Mr. Smith. The second Col. Theodore Roosevelt lately toured the Midwest, minus his dinnercoat, frothing with expletives, trying to discredit Candidate Smith and Tammany Hall as vicious, grafting plug-uglies. Mayor James J. Walker of New York City,* with 36 pairs of spats and a plenitude of evening shirts, morning shirts, afternoon shirts and silk pajamas instead of nightshirts, all most exquisitely cared for by Robert Abel, English valet, last week set out for the Mardi Gras at New Orleans. The theory: the Midwest may think what it has a mind to about Tammany Hall, but what the South thinks of Tammany is important. At Baltimore, Tammany's dandy lived up to his word that he had "nothing to sell" by not once mentioning Candidate Smith's name.

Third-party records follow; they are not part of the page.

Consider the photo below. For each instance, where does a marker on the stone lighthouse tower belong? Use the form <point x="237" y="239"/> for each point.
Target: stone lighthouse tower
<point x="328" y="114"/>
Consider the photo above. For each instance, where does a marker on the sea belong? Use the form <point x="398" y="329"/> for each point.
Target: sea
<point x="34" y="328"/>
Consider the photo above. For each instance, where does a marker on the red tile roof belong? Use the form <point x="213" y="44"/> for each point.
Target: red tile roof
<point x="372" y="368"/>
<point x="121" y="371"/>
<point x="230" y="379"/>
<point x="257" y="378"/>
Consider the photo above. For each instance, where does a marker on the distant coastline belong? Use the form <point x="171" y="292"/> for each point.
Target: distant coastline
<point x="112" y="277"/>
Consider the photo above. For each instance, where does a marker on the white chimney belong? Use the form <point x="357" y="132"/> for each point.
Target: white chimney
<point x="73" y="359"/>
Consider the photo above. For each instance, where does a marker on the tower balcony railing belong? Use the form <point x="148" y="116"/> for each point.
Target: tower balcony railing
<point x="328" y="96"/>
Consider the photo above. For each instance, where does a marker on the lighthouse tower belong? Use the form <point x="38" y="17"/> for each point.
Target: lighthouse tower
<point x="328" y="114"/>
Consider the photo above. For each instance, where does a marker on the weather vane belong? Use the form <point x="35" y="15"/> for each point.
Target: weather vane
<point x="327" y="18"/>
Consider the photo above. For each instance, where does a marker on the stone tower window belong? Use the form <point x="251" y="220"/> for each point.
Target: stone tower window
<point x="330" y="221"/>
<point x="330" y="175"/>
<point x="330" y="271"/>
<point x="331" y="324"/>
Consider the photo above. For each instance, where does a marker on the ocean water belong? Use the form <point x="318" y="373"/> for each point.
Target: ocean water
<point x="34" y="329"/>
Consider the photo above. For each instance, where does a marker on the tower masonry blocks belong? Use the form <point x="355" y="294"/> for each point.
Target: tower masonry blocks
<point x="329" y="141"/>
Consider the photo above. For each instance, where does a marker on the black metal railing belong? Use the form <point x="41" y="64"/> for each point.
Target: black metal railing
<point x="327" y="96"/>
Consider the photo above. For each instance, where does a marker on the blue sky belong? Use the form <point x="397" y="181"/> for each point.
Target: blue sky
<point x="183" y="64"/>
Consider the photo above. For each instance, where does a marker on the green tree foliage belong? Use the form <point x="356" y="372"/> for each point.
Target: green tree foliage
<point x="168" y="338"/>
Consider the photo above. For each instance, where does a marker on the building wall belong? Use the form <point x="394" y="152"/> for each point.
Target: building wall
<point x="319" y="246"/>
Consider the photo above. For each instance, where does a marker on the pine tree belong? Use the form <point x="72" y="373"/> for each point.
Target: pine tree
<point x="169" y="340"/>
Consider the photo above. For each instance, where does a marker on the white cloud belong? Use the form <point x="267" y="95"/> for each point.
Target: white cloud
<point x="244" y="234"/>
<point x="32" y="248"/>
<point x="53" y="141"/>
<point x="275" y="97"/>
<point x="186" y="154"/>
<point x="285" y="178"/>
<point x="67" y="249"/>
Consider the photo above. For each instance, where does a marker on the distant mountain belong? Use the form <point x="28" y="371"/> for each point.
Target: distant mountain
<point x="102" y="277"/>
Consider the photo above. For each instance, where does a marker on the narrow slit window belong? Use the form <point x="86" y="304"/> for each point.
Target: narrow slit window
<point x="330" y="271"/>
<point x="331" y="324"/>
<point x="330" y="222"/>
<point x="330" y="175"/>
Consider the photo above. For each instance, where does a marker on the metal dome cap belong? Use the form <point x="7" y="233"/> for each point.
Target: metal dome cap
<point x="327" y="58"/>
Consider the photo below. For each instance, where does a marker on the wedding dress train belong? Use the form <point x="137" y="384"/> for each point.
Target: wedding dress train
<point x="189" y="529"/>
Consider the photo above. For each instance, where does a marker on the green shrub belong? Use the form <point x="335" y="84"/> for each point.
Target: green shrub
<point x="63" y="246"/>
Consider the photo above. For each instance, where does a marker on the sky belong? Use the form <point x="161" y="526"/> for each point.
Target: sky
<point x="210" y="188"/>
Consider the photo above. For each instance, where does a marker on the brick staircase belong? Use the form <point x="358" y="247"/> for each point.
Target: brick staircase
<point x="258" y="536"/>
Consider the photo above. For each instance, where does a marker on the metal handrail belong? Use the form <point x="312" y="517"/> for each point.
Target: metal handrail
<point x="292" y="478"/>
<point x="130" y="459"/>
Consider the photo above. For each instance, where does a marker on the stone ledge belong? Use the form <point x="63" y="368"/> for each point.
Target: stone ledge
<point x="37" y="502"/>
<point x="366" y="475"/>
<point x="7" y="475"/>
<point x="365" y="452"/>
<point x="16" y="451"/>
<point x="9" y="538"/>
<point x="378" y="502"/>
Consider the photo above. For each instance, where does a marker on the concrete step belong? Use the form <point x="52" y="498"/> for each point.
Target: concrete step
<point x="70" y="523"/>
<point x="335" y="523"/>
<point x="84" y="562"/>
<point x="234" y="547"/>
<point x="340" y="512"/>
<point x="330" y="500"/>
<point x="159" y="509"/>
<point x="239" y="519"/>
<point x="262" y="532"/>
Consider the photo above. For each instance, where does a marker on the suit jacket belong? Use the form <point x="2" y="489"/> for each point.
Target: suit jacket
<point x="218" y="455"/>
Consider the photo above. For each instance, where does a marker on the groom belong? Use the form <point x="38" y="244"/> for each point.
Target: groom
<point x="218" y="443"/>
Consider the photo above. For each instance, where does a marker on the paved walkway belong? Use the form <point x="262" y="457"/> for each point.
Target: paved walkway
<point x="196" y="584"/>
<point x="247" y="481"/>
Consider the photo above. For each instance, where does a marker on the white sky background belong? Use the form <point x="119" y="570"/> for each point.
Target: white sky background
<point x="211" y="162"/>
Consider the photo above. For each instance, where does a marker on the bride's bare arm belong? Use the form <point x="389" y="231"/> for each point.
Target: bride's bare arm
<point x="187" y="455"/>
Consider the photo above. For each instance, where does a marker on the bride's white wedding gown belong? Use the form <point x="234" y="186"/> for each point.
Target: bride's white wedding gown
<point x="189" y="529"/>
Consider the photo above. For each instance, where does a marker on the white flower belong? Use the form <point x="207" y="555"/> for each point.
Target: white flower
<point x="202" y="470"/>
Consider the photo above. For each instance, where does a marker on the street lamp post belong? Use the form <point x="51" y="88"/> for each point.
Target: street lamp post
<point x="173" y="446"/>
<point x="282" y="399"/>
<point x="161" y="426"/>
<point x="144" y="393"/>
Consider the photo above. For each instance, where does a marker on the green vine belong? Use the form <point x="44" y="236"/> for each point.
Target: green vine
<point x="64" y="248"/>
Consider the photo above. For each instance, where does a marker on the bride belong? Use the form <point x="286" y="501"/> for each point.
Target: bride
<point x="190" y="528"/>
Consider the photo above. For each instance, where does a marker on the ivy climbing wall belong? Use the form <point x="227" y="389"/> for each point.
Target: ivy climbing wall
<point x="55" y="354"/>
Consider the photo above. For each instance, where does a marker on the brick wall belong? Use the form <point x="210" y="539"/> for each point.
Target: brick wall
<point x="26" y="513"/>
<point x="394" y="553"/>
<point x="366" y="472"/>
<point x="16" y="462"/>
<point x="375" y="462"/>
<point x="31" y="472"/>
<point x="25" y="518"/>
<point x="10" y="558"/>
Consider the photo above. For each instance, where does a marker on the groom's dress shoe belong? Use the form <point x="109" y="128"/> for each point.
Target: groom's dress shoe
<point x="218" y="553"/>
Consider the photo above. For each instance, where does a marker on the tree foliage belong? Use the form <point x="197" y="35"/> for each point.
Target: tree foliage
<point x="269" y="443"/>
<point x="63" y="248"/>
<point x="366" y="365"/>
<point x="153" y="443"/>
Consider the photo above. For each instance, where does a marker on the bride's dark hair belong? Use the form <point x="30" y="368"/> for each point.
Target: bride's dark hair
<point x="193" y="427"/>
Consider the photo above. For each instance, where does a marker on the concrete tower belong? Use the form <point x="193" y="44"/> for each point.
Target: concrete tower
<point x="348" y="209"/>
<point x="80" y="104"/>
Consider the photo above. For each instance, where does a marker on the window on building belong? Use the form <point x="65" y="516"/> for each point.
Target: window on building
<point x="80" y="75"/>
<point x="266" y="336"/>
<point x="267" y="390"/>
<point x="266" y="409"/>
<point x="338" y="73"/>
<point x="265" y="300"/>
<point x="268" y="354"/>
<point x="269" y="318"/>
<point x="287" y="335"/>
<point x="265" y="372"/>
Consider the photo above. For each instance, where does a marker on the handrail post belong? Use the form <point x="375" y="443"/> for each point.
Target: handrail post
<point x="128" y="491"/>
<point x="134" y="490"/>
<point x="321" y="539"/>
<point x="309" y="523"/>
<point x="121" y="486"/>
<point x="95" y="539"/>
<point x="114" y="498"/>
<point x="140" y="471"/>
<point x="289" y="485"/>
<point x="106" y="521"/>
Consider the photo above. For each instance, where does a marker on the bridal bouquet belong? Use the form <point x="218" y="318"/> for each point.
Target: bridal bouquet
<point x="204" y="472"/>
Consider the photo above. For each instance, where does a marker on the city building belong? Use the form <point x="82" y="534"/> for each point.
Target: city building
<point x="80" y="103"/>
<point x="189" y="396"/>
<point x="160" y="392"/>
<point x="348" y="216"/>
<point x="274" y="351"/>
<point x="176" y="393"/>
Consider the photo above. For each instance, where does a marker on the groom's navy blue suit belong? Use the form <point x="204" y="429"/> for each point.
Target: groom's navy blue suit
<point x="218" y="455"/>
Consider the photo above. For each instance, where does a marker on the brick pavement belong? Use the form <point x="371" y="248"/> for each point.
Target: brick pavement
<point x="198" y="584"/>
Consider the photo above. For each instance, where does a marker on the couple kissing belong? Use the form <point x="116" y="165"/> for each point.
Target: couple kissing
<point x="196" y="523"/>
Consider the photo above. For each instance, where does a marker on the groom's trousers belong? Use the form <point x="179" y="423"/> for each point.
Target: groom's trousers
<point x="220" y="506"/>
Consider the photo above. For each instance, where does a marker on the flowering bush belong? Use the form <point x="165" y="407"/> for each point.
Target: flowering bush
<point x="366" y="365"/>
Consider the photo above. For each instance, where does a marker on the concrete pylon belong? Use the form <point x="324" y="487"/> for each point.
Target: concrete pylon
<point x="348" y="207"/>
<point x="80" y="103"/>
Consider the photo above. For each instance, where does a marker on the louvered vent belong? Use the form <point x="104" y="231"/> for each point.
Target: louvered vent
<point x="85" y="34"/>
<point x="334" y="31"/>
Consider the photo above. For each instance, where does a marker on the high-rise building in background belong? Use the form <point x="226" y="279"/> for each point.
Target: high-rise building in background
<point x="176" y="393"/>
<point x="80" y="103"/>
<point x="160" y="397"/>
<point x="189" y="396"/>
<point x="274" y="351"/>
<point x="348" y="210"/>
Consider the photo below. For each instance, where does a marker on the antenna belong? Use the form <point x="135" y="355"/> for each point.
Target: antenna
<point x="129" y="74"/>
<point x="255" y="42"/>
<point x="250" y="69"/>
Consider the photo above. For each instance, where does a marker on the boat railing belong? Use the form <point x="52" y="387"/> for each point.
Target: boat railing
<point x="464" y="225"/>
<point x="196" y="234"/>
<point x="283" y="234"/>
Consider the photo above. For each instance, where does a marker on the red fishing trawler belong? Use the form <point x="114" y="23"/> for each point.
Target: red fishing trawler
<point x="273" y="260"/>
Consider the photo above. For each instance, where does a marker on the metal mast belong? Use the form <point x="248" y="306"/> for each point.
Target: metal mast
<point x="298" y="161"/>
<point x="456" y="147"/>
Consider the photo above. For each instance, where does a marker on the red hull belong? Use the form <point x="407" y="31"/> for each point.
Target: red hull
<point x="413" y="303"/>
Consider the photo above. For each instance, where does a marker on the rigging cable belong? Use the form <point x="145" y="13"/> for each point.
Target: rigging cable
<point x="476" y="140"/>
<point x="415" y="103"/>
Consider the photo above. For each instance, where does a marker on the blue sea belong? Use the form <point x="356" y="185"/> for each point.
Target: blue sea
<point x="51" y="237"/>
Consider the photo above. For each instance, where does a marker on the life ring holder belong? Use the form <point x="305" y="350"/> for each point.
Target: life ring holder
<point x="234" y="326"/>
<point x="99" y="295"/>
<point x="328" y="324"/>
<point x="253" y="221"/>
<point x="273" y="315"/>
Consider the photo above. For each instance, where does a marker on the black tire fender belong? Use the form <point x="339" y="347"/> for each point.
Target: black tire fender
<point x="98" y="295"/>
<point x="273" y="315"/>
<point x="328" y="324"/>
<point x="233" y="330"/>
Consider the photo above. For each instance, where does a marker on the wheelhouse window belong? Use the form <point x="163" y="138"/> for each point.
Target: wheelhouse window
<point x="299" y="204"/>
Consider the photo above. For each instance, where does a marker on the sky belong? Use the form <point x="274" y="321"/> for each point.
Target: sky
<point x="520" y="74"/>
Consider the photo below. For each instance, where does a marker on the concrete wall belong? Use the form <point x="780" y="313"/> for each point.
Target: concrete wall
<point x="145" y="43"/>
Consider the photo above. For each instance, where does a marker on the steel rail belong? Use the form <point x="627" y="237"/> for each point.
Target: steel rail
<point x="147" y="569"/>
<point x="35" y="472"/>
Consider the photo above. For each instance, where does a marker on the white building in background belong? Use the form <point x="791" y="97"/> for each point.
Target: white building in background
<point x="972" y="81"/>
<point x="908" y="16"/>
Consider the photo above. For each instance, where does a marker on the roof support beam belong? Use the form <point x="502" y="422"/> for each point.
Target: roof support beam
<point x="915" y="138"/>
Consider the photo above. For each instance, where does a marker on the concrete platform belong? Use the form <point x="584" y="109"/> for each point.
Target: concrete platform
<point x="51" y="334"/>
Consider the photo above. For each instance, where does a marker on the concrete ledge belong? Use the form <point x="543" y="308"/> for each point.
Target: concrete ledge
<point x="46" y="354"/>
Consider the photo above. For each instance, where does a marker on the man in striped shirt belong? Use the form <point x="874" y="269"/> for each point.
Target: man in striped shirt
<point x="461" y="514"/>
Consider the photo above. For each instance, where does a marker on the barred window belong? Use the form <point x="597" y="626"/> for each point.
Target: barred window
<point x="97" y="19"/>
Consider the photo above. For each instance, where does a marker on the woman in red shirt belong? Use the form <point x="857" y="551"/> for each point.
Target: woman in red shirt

All he did was describe Candidate Smith, talk about Tolerance and "hope for the best at Houston." Mobile, Ala., threatened to waylay the Walker train if he did not stop there. Other eager cities were Winston-Salem, Montgomery, Birmingham. In New York, Candidate Smith pursued his policy of prayerful silence, hoping that Northern Negroes would understand why none of their race can be taken to Houston as delegates; hoping that the South will not mind if National Democratic Chair-man Clem L. Shaver should be ousted and replaced by Mayor Frank Hague of Jer sey City; hoping people noticed, last week, that John William Davis said: "Al Smith ... is highly acceptable to me;" hoping that it was wise to have let word go out, and it did go last week, that Candidate Smith will withdraw from the convention if not nominated by the tenth ballot; hoping that his refusal to fly with Col. Lindbergh ("No flying for me," he said) would not make him less popular.

Mr. Reed. To Dallas, Tex., rival of Houston, went Candidate Reed, rival of Smith. Frowning like a sulky Ulysses, he began a stumping tour with stumps at Tulsa, Kansas City, Denver (Feb. 23),* Albuquerque (Feb. 24), Phoenix (Feb. 26), Los Angeles (Feb. 27), San Francisco (March i), Reno (March 3), perhaps Salt Lake City, perhaps Omaha.

* He was engaged in a match against a combined team from New York and Detroit. Mr. Maschke's team lost, 27 boards to 25. But last June, Mr. Maschke and his three mates on the Cleveland Whist Club team won the U. S. auction bridge championship, at a tournament held in Hanover, N. H.

*Last week he refused to leave politics for a $150,000 cinema sinecure.

*This date and the following ones were tentative last week.